Favoris, puis en mauvaise posture et finalement victorieux. Les derniers jours avaient laissé penser qu’un effondrement des socialistes était possible au Portugal, mais il n’en est rien, observe notre correspondante à Lisbonne, Marie-Line Darcy.

Abandonné en octobre dernier par ses alliés d’extrême gauche et les communistes, sur un désaccord autour du projet de budget, ce qui a provoqué la convocation de ces législatives, Antonio Costa a pris sa revanche, ce dimanche.

Le vote utile semble avoir profité aux socialistes, tandis que la gauche radicale s’effondre en tant que groupe parlementaire à l’Assemblée.

Selon les résultats définitifs, le PS est arrivé en tête avec 41,68% des voix. Il a élu 117 députés sur un total de 230, améliorant donc son score de 2019 (36,3%, 108 députés).

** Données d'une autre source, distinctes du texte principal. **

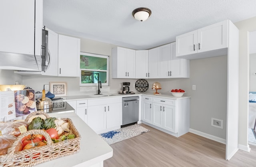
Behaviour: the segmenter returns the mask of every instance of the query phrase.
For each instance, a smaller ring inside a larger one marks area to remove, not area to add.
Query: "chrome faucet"
[[[98,94],[100,94],[100,88],[102,88],[101,87],[101,81],[100,81],[98,83]]]

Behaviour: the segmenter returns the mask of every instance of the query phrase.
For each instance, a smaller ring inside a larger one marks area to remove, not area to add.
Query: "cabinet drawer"
[[[146,102],[152,102],[152,97],[142,96],[142,99],[143,101]]]
[[[122,102],[122,97],[106,98],[88,100],[88,106]]]
[[[76,108],[87,106],[87,100],[82,100],[76,101]]]
[[[167,98],[153,98],[153,102],[162,104],[163,104],[170,105],[171,106],[175,106],[176,100],[175,100],[169,99]]]

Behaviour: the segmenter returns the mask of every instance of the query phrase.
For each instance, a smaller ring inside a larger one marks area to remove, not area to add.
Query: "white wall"
[[[13,70],[0,69],[0,84],[15,84],[15,81],[22,82],[22,77],[14,73]]]
[[[249,32],[256,31],[256,17],[235,23],[239,29],[239,144],[248,147]]]
[[[255,43],[256,44],[256,42]],[[256,92],[256,75],[253,74],[256,73],[256,53],[250,55],[250,69],[249,71],[249,88],[250,92]]]

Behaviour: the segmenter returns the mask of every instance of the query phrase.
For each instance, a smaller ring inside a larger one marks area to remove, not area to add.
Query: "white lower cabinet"
[[[175,106],[153,103],[153,125],[176,133],[175,130]]]
[[[100,134],[120,128],[122,125],[122,98],[88,100],[87,124]]]
[[[85,123],[87,123],[87,100],[76,101],[76,113]]]
[[[152,97],[142,96],[142,120],[152,124]]]
[[[190,98],[176,100],[142,96],[142,121],[179,137],[189,131]]]

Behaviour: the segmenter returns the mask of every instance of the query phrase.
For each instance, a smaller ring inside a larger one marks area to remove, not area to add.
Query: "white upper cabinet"
[[[159,78],[160,77],[160,49],[159,47],[148,50],[148,78]]]
[[[198,30],[198,52],[228,47],[227,20]]]
[[[0,51],[41,55],[42,7],[42,0],[0,1]]]
[[[176,56],[188,59],[224,55],[228,47],[228,20],[176,37]],[[211,53],[204,52],[215,51]],[[200,54],[192,55],[196,53]]]
[[[148,51],[136,51],[135,78],[146,79],[148,75]]]
[[[189,78],[190,60],[176,57],[176,43],[172,43],[170,45],[171,59],[168,64],[170,77]]]
[[[176,43],[160,47],[161,78],[189,77],[189,60],[176,57]]]
[[[171,44],[168,44],[160,47],[160,78],[169,78],[170,70],[168,65],[169,61],[171,60]]]
[[[58,75],[79,77],[80,39],[59,35],[58,39]]]
[[[111,59],[112,78],[135,78],[135,50],[112,48]]]

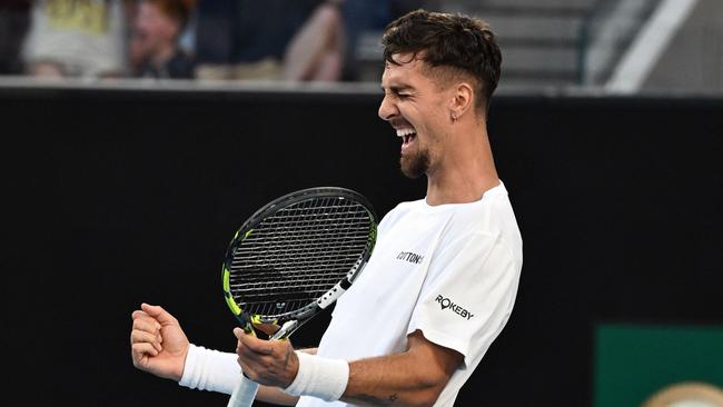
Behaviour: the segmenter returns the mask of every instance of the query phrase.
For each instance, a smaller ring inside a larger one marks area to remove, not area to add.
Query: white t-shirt
[[[335,306],[318,355],[355,360],[406,350],[407,335],[464,356],[435,406],[459,389],[507,322],[522,237],[504,185],[471,204],[404,202],[384,217],[361,275]],[[348,406],[301,397],[297,406]]]
[[[361,275],[335,306],[318,355],[355,360],[406,350],[407,335],[464,355],[435,403],[454,405],[512,312],[522,238],[501,182],[471,204],[404,202],[384,217]],[[236,354],[191,346],[181,386],[231,394]],[[301,397],[298,407],[348,406]]]

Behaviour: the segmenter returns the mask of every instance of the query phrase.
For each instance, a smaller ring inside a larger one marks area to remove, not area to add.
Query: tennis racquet
[[[334,304],[364,269],[377,216],[360,193],[303,189],[273,200],[238,229],[226,251],[224,297],[247,334],[286,339]],[[228,407],[248,407],[258,384],[242,376]]]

Quant au principal parti d’opposition, le Parti social-démocrate (PSD, droite) de Rui Rio, ancien maire de Porto âgé de 64 ans, il a manqué sa chance, arrivant deuxième avec 27,80% des voix, obtenant 71 sièges au Parlement.

La surprise vient de l’extrême droite : le parti Chega (« Assez », en portugais), présidé par André Ventura, devient la troisième force politique du pays, avec 7,15% des voix élit 12 députés, alors qu’il ne comptait qu’un seul député jusqu’ici. Il pourrait former un groupe parlementaire à partir de sept députés.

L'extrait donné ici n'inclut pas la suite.